At the time, the news was heartbreaking. Modern technology was still evolving, so the future seemed bleak. But Daybook’s parents were extremely supportive.

“I’m going to be honest, it was sad, and it was scary. But my parents went to work, and they had to work extra hard for me to thrive. Their goal

was for me to hear and to talk, no sign language. So it was a little bit of extra work but it brought everybody together. And I’m grateful for them.”

Within the deaf community, this is only one of the many routes people take when faced with such a diagnosis. Some people will choose to teach their child sign language rather than speaking, but this is a minority, with only 25% of deaf people using ASL as their natural language, according to StartASL. com. There are also those who rely solely on hearing aids, and those who rely solely on reading lips, and those somewhere in between.

Daybook, for example, can only hear around 40% with her hearing aids, and relies on lip reading or ASL for a more definitive understanding.

There is huge diversity within the deaf community. Daybook understands this, and when mentioning her deaf uncle and his choice not to learn ASL, she simplysaid “he took a different path.”

Daybook’s own path evolved as she grew up. When she was in high school she was part of a deaf education program, meaning she was in classrooms with other deaf or hard of hearing students and teachers that knew ASL.

“It was wonderful, I was a B-honor roll student because I was getting the education that I needed,” Daybook said. “I also had an IEP, so every year I met with my parents to set a goal for high school, and my goals were: I needed sign language, I needed an interpreter, and I needed extended test timing.”

Daybook had a positive high school experience and received the support she needed. But before high school, her learning environment was much more challenging.

“I went to the school near my house for middle school, so I was the only student who was deaf. And that was harder because there was no sign language, which I didn’t know yet, and there were 30 kids in one class with one teacher,” she explained. “When I moved to high school it was awesome. I was getting the help that I needed.”

Daybook’s primary school experience is far from rare, though. In 2014, over 75% of deaf or hard of hearing U.S. students went through public school programs, half of them spending most of their day in a general education classroom with an interpreter or helper. For a student with a hearing disability, this could put them at a large disadvantage learning-wise.

Daybook said that despite New Trier not having an official deaf education program, both her and hearing impaired students at this school are very welcome and get the support they need.

“Here, all the teachers have been incredibly supportive throughout my New Trier experience. Making sure I have what I need for the students I’m working with, and being patient. They’re great,” Daybook said.

Many of her coworkers are taking the initiative to learn ASL, be able to better communicate with her.

“She’s been an amazing teacher when teaching me sign language, and she’s always very patient and kind in supporting us learning ASL. Also, it makes me more aware of our learning environment and trying to make it work for every student, hearing impaired or not,” one of her coworkers, Lisa Devereux, said.

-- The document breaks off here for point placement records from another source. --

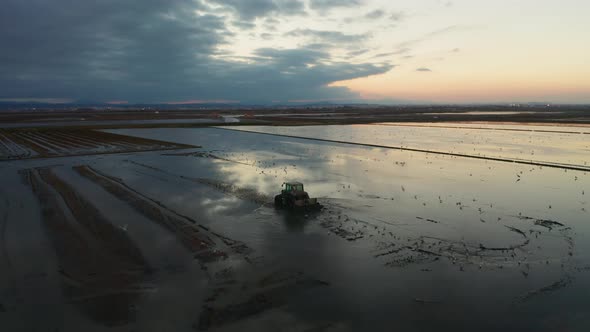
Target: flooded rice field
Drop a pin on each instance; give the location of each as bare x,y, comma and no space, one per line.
187,239
561,146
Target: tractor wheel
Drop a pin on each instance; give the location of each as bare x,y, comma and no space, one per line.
278,201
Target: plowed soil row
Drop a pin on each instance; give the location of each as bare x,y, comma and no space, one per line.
101,268
30,143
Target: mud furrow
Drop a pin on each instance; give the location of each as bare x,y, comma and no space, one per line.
98,268
199,241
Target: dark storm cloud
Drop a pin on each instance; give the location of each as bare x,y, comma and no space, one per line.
151,51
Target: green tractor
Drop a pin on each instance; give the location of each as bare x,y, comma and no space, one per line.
294,197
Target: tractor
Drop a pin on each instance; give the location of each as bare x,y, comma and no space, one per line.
294,197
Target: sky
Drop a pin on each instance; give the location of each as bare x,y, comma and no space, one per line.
273,51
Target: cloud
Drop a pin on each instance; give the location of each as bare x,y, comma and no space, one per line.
397,16
324,5
375,14
157,51
333,37
252,9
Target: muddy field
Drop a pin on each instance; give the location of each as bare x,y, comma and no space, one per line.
23,143
408,239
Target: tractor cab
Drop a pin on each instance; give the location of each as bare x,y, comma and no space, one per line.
294,196
291,187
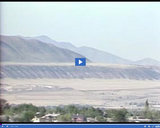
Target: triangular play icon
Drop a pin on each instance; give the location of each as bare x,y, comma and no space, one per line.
80,61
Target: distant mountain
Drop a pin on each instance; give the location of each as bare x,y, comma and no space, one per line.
17,49
93,54
148,61
43,38
101,56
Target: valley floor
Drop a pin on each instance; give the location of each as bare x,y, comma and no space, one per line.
106,93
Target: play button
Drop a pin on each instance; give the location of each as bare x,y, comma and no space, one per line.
80,61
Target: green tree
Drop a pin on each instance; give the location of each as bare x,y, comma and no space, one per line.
64,118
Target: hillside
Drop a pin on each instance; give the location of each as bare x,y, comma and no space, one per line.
16,49
148,61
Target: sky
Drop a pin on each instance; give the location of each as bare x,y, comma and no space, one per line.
130,30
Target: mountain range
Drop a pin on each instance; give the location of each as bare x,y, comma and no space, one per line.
31,49
16,49
95,55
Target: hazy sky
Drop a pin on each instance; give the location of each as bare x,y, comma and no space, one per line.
129,30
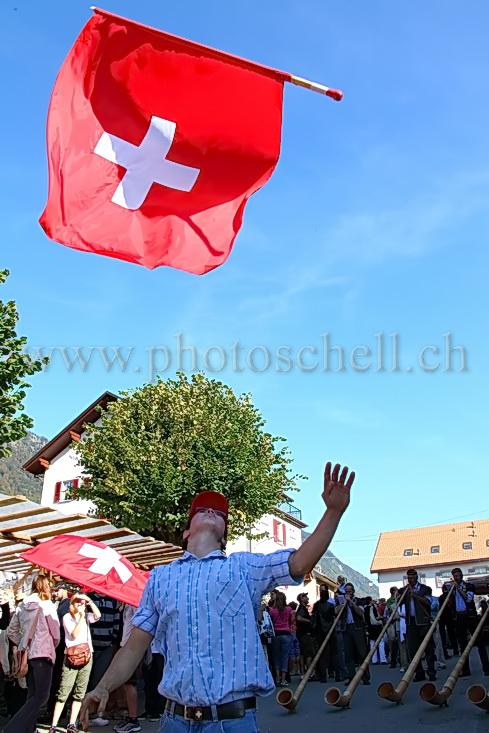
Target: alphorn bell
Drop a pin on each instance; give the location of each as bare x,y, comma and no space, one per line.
429,693
386,689
339,699
289,699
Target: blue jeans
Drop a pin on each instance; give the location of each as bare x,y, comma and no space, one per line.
176,724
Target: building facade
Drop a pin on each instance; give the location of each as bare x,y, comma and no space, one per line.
56,464
434,552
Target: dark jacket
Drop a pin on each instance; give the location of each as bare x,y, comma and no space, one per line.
374,630
470,605
422,615
323,617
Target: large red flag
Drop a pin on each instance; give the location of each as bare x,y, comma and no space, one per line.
155,145
92,564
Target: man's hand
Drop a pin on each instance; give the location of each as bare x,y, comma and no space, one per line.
336,492
100,696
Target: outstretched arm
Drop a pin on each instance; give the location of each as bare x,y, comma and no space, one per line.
123,665
336,496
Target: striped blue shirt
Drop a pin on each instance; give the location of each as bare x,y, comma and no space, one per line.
202,614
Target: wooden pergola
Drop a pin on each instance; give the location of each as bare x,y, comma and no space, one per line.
24,524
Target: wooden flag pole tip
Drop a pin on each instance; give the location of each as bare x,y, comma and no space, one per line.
315,87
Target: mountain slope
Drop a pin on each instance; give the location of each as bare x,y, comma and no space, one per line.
13,480
332,567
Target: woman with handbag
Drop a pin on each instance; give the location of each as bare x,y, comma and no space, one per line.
78,659
34,630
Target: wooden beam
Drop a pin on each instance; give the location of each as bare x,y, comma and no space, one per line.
147,552
26,513
26,575
70,529
44,523
111,534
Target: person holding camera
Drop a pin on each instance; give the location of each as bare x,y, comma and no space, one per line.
77,663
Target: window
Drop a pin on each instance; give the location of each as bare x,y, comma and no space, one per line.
279,532
62,487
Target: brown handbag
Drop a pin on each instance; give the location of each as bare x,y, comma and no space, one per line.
20,661
78,655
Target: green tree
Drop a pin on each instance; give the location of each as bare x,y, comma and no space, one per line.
15,365
161,444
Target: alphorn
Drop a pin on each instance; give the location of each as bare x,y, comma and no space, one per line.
429,693
386,689
477,695
289,699
339,699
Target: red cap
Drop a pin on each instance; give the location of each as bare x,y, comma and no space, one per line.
209,500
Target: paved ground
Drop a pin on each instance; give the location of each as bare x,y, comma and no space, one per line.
370,713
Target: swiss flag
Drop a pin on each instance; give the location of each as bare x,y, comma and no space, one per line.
155,145
92,564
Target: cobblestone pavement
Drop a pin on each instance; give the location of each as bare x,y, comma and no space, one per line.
368,712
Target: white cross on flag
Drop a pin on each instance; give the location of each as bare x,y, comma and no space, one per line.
92,564
155,144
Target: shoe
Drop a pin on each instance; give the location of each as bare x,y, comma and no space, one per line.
121,725
128,727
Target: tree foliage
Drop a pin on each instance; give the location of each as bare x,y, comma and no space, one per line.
161,444
15,365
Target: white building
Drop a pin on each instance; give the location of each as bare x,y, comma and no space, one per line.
433,552
56,464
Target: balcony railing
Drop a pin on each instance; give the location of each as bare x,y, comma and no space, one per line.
292,510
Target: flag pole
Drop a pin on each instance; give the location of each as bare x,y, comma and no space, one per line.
313,86
335,94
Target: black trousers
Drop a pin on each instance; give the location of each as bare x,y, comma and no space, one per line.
38,684
465,625
152,673
56,679
448,635
355,648
414,637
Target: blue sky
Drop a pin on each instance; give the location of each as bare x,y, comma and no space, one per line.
375,220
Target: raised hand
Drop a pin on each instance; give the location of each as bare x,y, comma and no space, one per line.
336,492
99,696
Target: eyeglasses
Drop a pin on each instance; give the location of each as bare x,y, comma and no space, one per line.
205,509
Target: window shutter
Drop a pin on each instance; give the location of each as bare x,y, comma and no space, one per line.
57,491
275,530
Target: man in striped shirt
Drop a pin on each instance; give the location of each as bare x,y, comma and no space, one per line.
201,611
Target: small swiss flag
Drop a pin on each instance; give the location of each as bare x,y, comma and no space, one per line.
155,145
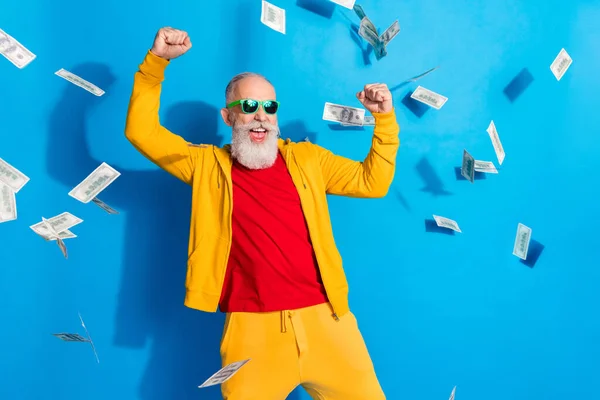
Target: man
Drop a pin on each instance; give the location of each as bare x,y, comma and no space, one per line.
261,245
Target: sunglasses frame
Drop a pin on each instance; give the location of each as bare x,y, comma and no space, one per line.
260,104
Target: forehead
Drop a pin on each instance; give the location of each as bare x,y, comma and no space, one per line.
256,88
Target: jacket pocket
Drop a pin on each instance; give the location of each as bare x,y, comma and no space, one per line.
228,329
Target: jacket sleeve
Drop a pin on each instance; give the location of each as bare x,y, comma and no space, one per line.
371,177
143,129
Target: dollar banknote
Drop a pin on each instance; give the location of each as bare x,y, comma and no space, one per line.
522,240
344,114
485,166
444,222
71,337
390,33
14,51
82,83
8,203
424,74
468,167
273,17
428,97
452,394
224,374
561,64
491,130
12,176
89,338
104,206
95,183
349,4
359,11
368,121
57,227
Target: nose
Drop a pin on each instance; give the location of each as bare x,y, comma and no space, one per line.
260,115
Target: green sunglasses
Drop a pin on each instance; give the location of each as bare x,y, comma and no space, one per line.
250,106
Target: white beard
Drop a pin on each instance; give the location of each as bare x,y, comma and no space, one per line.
254,155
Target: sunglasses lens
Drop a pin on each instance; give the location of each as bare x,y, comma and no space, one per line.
249,106
270,107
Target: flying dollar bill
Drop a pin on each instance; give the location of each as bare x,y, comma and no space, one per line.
104,206
8,203
95,183
485,166
349,4
428,97
468,167
273,17
368,121
491,130
12,176
561,64
78,81
344,114
224,374
390,33
444,222
522,240
14,51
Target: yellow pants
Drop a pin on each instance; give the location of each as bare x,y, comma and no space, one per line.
306,347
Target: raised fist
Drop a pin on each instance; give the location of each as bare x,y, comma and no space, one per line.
170,43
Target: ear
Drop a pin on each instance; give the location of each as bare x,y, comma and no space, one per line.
225,114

Daybook receives support in other areas of her life as well, with her cats alerting her to weird noises in her apartment, and also support from her temple.

“I’m in the deaf signing choir at my temple, so I sign and dance to the music. I feel rewarded and special as a deaf woman to be able to dance to the beat and look at the lyrics and create a sign-dance motion. I’m proud of it even though I sometimes need help following the lyrics, and that’s okay,” Daybook said.

Daybook admitted that sometimes she feels guilty for this extra help she needs, but is pushing past it and embracing who she is.

“I was born with a disability, something that’s not going to go away, so it’s something that I have to take pride in,” she said. “And that makes me really happy, just being a well rounded adult with a little extra help that’s needed, but doesn’t define me. I’m just happy with everything that I have. I can’t complain.”